¡No todo es trabajo! Recuerden que demasiado trabajo puede causar que los miembros se alejen o que no pongan tanto entusiasmo en la tarea. Intenten tener actividades sociales antes y después de las reuniones para relajar y divertir al grupo.

Aprovechen lo que los nuevos voluntarios aporten a su Iniciativa: energía, nuevas opiniones, contactos, ideas novedosas, liderazgo y ¡pasión por su misión!

Pidan de ellos cantidades de tiempo razonables. ¡Todo el mundo está ocupado! No le pidan a los miembros que asistan a una reunión donde no se los precisa (¡a nadie le gusta quedarse parado sin hacer nada!) Por otro lado, asegúrense de no agobiarlos con demasiado trabajo. ¡Esa es la parte difícil!

Hagan actividades en grupos o de a dos.

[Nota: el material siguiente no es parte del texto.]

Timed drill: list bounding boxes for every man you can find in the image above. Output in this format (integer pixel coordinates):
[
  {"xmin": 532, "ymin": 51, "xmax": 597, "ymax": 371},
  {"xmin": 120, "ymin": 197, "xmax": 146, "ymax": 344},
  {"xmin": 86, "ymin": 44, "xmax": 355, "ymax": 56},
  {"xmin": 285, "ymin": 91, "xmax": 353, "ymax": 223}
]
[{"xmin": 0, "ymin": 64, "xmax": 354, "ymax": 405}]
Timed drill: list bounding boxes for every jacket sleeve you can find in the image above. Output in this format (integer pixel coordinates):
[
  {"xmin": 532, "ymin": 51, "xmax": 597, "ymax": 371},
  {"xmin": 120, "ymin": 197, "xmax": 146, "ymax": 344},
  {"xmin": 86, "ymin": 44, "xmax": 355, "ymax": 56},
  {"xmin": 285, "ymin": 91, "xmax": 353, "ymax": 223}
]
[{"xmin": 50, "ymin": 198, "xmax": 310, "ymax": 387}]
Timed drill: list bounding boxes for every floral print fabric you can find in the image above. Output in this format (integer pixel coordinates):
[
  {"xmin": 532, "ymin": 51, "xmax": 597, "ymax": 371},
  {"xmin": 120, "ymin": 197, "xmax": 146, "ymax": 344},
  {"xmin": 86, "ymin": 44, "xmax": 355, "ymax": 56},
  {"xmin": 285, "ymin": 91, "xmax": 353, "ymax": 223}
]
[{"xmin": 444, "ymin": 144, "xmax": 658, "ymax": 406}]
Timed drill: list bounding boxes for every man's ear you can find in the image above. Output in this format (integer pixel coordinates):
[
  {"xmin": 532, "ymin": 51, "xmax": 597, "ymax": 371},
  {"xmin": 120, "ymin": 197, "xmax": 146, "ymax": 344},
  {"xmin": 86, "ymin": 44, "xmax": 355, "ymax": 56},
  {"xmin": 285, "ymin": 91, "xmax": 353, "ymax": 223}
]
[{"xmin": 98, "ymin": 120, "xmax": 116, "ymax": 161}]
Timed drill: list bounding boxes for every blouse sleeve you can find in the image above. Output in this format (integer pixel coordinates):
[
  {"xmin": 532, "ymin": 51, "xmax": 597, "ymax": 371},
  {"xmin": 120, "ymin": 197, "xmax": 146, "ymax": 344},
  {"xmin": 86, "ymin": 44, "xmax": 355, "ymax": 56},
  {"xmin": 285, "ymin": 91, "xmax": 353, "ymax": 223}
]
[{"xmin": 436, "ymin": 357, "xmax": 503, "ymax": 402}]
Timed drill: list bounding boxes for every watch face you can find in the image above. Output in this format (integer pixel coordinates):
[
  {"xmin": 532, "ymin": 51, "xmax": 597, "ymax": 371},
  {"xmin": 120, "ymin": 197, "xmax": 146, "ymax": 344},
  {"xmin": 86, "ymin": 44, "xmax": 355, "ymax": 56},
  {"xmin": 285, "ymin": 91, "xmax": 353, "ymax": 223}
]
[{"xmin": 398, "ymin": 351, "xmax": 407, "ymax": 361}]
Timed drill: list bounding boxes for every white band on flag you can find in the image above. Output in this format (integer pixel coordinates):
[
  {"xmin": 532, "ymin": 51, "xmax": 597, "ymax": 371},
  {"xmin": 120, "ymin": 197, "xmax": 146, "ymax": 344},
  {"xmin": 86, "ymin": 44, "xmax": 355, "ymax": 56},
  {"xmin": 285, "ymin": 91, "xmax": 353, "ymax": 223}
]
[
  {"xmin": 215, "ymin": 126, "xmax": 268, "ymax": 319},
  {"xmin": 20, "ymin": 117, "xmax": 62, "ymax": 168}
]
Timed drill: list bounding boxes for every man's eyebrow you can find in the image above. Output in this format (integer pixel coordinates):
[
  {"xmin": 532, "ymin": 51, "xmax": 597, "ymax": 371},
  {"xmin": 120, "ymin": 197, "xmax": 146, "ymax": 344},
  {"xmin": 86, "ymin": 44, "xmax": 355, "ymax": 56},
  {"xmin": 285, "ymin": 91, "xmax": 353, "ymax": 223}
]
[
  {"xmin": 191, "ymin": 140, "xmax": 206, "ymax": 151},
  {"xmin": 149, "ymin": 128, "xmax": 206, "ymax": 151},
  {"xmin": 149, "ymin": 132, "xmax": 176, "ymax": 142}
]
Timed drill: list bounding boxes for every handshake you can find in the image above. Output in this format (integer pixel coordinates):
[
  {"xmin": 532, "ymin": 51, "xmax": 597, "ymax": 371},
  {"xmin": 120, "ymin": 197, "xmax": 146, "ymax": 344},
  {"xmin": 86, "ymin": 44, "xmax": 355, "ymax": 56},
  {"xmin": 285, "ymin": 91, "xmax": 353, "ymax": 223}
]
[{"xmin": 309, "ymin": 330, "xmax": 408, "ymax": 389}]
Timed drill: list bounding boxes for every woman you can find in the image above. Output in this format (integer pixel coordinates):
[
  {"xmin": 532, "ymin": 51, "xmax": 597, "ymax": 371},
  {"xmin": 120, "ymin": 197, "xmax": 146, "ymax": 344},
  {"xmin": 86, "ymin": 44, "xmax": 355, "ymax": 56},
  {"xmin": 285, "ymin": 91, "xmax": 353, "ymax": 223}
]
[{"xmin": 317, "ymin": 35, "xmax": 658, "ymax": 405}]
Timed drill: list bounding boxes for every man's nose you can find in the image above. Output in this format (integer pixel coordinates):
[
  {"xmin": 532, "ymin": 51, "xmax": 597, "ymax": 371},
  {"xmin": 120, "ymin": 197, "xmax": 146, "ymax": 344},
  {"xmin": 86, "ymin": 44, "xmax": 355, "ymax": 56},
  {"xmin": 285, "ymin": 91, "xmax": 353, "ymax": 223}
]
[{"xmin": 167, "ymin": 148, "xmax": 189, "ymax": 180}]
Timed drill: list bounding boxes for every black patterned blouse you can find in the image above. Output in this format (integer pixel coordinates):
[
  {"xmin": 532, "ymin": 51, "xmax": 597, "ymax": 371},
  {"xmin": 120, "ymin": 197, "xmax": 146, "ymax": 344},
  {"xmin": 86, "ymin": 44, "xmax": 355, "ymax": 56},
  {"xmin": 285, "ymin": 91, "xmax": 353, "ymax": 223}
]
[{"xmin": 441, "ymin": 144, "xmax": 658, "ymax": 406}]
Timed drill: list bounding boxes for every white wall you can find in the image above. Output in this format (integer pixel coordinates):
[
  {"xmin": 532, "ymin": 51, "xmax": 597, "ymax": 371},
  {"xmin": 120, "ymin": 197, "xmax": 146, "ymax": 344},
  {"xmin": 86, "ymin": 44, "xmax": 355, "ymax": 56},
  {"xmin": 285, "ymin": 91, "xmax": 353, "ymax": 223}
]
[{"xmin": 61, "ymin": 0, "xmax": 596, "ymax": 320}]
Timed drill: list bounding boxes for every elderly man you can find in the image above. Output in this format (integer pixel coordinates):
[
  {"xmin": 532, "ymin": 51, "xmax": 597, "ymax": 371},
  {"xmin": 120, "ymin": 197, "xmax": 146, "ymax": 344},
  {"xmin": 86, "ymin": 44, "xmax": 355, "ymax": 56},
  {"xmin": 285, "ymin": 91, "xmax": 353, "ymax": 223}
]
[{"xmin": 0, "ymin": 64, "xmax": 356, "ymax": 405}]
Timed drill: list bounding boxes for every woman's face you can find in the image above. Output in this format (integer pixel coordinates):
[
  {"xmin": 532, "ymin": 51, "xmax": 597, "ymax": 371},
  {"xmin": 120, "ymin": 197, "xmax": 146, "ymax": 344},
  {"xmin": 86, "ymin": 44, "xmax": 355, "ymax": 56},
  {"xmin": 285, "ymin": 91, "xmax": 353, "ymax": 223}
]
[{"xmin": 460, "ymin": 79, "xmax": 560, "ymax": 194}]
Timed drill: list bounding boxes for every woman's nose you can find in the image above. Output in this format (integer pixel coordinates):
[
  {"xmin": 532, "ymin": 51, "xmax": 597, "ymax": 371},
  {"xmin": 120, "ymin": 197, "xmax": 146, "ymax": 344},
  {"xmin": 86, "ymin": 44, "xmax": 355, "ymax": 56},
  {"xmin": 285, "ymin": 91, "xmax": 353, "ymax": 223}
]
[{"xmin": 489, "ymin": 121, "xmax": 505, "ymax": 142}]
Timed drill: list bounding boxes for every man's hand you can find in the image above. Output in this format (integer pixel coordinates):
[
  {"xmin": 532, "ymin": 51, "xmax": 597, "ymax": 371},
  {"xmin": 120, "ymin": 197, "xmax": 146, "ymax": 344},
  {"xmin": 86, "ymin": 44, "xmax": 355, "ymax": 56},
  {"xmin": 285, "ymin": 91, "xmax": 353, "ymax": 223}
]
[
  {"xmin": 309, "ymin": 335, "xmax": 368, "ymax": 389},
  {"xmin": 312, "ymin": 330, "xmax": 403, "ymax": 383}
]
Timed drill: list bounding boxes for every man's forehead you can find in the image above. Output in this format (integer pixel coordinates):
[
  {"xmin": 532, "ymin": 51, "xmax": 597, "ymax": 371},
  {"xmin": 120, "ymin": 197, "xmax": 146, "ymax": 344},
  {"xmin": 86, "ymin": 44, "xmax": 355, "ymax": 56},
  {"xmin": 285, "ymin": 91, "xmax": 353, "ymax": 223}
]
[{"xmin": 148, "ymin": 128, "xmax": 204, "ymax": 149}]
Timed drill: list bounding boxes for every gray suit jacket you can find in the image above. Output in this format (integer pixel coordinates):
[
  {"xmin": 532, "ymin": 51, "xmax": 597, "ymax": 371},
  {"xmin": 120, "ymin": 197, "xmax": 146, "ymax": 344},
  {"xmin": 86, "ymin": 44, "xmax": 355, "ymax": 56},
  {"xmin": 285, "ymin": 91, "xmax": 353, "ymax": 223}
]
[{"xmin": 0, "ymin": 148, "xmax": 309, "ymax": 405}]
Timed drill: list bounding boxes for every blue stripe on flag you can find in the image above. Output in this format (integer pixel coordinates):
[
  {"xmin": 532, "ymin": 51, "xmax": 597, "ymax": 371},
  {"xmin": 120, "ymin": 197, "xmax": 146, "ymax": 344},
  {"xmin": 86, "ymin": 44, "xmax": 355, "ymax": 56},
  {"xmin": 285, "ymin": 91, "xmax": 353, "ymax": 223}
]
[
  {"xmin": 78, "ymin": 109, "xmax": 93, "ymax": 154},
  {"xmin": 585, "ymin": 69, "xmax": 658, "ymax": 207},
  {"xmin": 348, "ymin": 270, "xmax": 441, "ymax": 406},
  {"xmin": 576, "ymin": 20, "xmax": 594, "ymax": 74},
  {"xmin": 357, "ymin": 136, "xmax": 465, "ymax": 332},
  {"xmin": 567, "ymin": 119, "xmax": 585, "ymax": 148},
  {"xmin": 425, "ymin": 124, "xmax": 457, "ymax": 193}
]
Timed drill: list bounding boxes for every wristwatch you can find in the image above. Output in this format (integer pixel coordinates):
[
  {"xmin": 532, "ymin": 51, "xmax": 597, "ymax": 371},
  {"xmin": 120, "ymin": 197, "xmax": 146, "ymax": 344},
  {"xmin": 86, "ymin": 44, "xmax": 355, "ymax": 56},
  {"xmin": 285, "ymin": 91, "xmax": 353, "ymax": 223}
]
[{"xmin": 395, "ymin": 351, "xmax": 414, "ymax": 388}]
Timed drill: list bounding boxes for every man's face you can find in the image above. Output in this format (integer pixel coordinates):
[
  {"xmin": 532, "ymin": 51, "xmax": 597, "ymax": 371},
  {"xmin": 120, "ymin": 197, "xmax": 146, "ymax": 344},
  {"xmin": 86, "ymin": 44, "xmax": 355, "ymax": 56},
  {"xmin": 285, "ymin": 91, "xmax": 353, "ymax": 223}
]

Eso mejora la calidad de la comunicación, hace al trabajo menos solitario y asegura que el trabajo se haga.

Reconozcan cuando se haya hecho un buen trabajo. ¿A quién no le gusta que reconozcan su trabajo?

Cuando le pidan a alguien que haga algo…

1. Asegúrense de que la tarea tenga un principio y un final. A las personas les gusta saber de antemano qué cantidad de tiempo están comprometiendo.

2. Pídanle a las personas que hagan cosas que saben hacer bien. Las personas tienden a estar más dispuestas a comenzar tareas que saben que pueden hacer.

3. Piensen acerca de los diferentes modos que tienen las personas de trabajar. A algunos les gusta estar a cargo de las actividades, a otros les gusta más participar sin tener responsabilidades y otros prefieren realizar solos una tarea.

4. Háganle saber a cada uno que su tarea es necesaria.

5. Infórmenle a cada persona cómo su tarea está relacionada con el resto del trabajo y con la misión central de la iniciativa. Las personas trabajan mejor si saben que otros dependen de ellos y la comunicación es mejor.